Early in the 17th century, René Descartes proposed that bodies of animals are nothing more than complex machines. Many other 17th century thinkers offered variations and elaborations of Cartesian mechanism. Thomas Hobbes published Leviathan, containing a material and combinatorial theory of thinking. Wilhelm Schickard created the first mechanical calculating machine in 1623, Blaise Pascal created the second mechanical and first digital calculating machine (1642). Gottfried Leibniz improved the earlier machines, making the Stepped Reckoner to do multiplication and division (1673). He also invented the binary system and evisioned a universal calculus of reasoning (Alphabet of human thought) by which arguments could be decided mechanically.
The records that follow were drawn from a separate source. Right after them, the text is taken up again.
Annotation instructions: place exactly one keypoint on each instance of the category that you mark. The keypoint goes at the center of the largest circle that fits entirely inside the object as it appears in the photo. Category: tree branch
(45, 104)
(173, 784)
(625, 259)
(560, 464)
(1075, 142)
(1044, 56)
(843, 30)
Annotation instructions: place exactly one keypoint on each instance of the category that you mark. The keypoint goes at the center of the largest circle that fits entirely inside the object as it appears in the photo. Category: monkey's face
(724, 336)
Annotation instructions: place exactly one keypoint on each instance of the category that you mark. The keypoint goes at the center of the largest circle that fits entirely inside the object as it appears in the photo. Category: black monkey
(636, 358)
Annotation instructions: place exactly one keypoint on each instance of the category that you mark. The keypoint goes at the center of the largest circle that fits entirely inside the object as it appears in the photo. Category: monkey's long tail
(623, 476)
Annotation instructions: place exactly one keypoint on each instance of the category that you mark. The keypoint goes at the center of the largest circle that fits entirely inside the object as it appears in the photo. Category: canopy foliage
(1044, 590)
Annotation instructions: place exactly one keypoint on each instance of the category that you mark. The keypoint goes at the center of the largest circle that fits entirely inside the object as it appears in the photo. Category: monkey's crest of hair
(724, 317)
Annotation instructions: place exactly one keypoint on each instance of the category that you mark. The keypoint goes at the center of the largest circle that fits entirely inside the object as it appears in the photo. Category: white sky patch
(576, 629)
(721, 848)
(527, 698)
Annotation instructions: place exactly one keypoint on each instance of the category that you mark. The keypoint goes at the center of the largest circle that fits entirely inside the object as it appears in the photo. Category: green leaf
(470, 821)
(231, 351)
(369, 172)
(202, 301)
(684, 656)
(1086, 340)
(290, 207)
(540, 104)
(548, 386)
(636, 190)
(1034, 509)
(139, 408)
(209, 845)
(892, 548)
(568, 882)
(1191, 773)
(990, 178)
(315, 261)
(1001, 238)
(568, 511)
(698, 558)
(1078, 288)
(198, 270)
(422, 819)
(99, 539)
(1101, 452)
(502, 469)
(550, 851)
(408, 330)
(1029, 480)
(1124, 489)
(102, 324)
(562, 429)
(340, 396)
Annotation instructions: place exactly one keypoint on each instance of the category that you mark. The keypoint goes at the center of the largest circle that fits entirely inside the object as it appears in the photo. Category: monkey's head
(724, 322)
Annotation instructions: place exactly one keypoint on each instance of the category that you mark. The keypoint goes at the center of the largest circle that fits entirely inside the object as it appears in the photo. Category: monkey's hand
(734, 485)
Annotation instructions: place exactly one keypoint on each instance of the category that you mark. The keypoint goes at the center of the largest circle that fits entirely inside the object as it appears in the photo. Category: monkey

The 18th century saw a profusion of mechanical toys, including the celebrated mechanical duck of Jacques de Vaucanson and Wolfgang von Kempelen's phony chess-playing automaton, The Turk (1769). Mary Shelley published the story of Frankenstein; or the Modern Prometheus (1818).
19th and Early 20th Century
George Boole developed a binary algebra (Boolean algebra) representing (some) "laws of thought." Charles Babbage & Ada Lovelace worked on programmable mechanical calculating machines.
In the first years of the 20th century Bertrand Russell and Alfred North Whitehead published Principia Mathematica, which revolutionized formal logic. Russell, Ludwig Wittgenstein, and Rudolf Carnap lead philosophy into logical analysis of knowledge. Karel Čapek's play R.U.R. (Rossum's Universal Robots)) opens in London (1923). This is the first use of the word "robot" in English.
Mid 20th century and Early AI
In 1931 Kurt Gödel showed that sufficiently powerful consistent formal systems permit the formulation of true theorems that are unprovable by any theorem-proving machine deriving all possible theorems from the axioms. To do this he had to build a universal, integer-based programming language, which is the reason why he is sometimes called the "father of theoretical computer science". Since human mathematicians are able to "see" the truth of Goedel's theorems, AIs were deemed inferior by certain philosophers.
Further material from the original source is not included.